While the trend in Soybeans has been strong, it has been orderly, and there is no sign of a major blow off top.

Softs

Cotton futures made better than 3 cent gains this week, as the current bull move shows no signs of letting up.  Cotton appears to be somewhat correlated to Soybeans at the moment.

Coffee was up over 3.5 cents, while Sugar was flat on the week, Cocoa was off $116 and Lumber traded up $55.  Lumber is trading at the highest prices I’ve seen since I started following futures markets in 1994.

Final thoughts

We continue to see weakness in the Dollar and strength in many commodity markets.  Yet, the Treasury market refuses to sell off in the face of building inflationary pressures.
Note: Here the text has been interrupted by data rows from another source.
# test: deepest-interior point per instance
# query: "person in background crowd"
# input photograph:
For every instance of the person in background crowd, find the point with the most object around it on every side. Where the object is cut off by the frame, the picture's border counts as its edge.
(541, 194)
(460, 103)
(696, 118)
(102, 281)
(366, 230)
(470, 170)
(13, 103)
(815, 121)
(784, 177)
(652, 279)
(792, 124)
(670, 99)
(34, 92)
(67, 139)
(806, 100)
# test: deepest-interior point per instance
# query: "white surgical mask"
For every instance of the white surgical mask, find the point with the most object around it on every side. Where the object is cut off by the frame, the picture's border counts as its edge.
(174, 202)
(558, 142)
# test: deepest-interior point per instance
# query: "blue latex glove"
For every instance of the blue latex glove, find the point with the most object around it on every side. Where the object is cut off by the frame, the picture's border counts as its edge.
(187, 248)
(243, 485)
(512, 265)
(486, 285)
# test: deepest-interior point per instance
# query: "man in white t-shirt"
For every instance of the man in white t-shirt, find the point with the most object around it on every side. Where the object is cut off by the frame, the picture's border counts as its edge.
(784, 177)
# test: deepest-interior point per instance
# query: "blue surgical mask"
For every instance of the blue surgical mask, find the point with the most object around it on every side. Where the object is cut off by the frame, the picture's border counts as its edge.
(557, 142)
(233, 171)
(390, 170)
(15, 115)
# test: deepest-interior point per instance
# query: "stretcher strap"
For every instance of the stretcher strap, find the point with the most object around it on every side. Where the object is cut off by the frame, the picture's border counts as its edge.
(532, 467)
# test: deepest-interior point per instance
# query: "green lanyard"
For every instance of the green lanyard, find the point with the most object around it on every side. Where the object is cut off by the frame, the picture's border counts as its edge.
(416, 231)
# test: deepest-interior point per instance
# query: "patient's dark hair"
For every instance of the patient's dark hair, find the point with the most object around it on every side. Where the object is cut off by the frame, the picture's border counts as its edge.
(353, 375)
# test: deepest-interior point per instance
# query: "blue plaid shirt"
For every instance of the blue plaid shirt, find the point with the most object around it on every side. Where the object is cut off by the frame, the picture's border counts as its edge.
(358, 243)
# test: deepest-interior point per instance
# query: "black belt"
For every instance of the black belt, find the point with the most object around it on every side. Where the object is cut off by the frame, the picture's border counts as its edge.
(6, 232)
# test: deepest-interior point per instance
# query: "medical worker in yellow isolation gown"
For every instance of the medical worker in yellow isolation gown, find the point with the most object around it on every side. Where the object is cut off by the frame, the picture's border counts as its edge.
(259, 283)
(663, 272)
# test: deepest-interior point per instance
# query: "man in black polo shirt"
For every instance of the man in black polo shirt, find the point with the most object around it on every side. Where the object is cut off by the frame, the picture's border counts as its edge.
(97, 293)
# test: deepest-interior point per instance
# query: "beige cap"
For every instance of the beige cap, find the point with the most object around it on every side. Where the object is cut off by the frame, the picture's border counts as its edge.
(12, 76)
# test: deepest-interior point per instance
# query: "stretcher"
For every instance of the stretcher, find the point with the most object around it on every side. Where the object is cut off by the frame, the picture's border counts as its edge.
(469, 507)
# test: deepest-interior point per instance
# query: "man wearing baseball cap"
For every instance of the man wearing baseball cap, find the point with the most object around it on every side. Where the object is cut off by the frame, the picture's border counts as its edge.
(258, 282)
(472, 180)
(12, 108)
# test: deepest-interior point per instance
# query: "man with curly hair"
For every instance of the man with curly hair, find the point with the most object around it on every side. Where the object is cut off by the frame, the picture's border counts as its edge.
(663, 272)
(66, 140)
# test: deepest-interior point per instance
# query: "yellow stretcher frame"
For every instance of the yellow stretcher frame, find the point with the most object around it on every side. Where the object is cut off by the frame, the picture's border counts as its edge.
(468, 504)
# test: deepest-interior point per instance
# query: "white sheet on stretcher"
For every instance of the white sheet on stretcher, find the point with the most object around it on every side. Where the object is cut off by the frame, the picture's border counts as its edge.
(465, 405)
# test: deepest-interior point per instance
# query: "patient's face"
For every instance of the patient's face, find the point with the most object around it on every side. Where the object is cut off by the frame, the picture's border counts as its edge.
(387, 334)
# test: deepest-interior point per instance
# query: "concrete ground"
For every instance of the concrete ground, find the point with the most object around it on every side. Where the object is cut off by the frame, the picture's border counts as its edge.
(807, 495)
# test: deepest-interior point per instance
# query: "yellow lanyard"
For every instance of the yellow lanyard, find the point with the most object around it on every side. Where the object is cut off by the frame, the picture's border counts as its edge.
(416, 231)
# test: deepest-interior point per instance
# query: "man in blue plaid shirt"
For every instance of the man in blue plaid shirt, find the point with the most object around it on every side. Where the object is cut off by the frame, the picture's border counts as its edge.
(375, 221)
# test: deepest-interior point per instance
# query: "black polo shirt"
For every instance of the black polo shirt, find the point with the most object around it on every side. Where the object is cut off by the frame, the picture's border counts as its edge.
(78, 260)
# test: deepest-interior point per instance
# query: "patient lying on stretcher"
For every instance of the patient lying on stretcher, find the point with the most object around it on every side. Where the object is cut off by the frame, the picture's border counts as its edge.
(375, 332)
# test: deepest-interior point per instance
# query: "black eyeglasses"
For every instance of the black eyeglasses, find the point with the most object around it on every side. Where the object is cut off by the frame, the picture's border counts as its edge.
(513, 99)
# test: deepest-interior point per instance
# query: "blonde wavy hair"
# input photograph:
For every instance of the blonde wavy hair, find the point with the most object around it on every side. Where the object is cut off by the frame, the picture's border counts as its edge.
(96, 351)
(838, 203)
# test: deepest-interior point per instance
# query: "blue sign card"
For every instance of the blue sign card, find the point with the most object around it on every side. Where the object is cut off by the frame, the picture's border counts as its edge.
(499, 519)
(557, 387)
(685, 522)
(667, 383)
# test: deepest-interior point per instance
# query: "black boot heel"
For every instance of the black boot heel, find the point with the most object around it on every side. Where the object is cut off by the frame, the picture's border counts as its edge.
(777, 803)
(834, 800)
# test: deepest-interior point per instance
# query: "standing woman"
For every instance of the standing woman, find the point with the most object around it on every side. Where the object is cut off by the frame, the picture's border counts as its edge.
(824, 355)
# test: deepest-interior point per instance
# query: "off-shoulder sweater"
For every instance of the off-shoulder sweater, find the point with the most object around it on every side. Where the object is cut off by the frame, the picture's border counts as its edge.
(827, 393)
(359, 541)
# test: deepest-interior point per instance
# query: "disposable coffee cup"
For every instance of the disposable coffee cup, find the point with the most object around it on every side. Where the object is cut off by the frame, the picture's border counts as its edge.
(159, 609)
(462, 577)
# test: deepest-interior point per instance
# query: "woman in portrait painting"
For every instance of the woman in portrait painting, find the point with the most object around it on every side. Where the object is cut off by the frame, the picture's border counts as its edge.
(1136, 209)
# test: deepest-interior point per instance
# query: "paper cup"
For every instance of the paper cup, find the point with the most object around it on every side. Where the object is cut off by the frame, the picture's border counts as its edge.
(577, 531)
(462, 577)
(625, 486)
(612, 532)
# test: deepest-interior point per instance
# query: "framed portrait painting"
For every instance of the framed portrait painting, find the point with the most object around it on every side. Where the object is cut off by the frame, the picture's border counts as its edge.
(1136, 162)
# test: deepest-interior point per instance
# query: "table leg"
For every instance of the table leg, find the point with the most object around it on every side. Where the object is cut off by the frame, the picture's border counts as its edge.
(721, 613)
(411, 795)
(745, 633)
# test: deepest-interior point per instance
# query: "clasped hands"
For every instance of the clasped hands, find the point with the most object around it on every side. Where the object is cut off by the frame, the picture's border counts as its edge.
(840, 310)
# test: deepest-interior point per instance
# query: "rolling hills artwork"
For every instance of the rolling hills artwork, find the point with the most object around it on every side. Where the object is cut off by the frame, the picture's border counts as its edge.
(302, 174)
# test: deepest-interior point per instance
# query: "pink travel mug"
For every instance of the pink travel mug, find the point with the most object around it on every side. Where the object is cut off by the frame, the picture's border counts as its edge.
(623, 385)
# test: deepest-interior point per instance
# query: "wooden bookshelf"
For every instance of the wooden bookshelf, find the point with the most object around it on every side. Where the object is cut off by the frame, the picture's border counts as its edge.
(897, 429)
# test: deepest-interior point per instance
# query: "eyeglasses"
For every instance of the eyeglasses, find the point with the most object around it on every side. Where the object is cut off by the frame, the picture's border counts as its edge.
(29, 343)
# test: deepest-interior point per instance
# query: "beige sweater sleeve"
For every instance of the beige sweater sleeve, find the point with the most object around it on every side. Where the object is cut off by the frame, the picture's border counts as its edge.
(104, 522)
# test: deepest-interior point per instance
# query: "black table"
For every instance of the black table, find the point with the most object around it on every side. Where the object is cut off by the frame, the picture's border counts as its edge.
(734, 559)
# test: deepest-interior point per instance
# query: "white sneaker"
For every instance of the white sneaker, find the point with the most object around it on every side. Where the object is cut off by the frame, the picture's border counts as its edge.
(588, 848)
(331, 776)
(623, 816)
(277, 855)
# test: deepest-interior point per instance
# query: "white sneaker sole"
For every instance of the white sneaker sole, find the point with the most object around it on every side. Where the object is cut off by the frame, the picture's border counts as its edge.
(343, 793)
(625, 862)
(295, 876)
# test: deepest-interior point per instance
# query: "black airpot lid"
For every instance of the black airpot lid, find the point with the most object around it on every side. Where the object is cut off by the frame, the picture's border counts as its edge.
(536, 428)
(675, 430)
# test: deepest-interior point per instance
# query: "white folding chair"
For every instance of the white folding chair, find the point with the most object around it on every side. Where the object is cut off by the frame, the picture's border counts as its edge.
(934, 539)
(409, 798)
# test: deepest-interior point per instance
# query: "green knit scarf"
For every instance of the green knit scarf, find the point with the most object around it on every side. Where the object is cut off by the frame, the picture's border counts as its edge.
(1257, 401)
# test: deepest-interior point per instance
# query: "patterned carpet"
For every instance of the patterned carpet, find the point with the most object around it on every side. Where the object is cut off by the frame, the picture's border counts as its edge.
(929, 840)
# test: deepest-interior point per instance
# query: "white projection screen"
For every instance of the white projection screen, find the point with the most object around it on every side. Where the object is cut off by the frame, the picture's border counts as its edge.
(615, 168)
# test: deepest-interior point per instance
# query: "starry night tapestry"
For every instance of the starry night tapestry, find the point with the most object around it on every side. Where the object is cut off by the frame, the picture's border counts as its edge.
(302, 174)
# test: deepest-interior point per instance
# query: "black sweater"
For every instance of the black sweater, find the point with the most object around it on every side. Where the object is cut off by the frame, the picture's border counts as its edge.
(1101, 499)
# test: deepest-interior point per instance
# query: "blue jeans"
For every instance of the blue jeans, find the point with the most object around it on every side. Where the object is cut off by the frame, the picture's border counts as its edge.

Because yields on Treasuries remain so low, traders continue to take on greater risk, as evidenced by these moves in the futures and in equity markets.

We are heading into the last two weeks of trading for 2020.  January tends to be a tough month after big gains are booked in December.  I read recently the hedge fund leverage is also quite high right now.

With that in mind, while many of the current trends look solid, don’t be surprised by significant reversals in the weeks ahead.

The risk of loss in trading commodity futures contracts can be substantial. You should, therefore, carefully consider whether such trading is suitable for you in light of your circumstances and financial resources.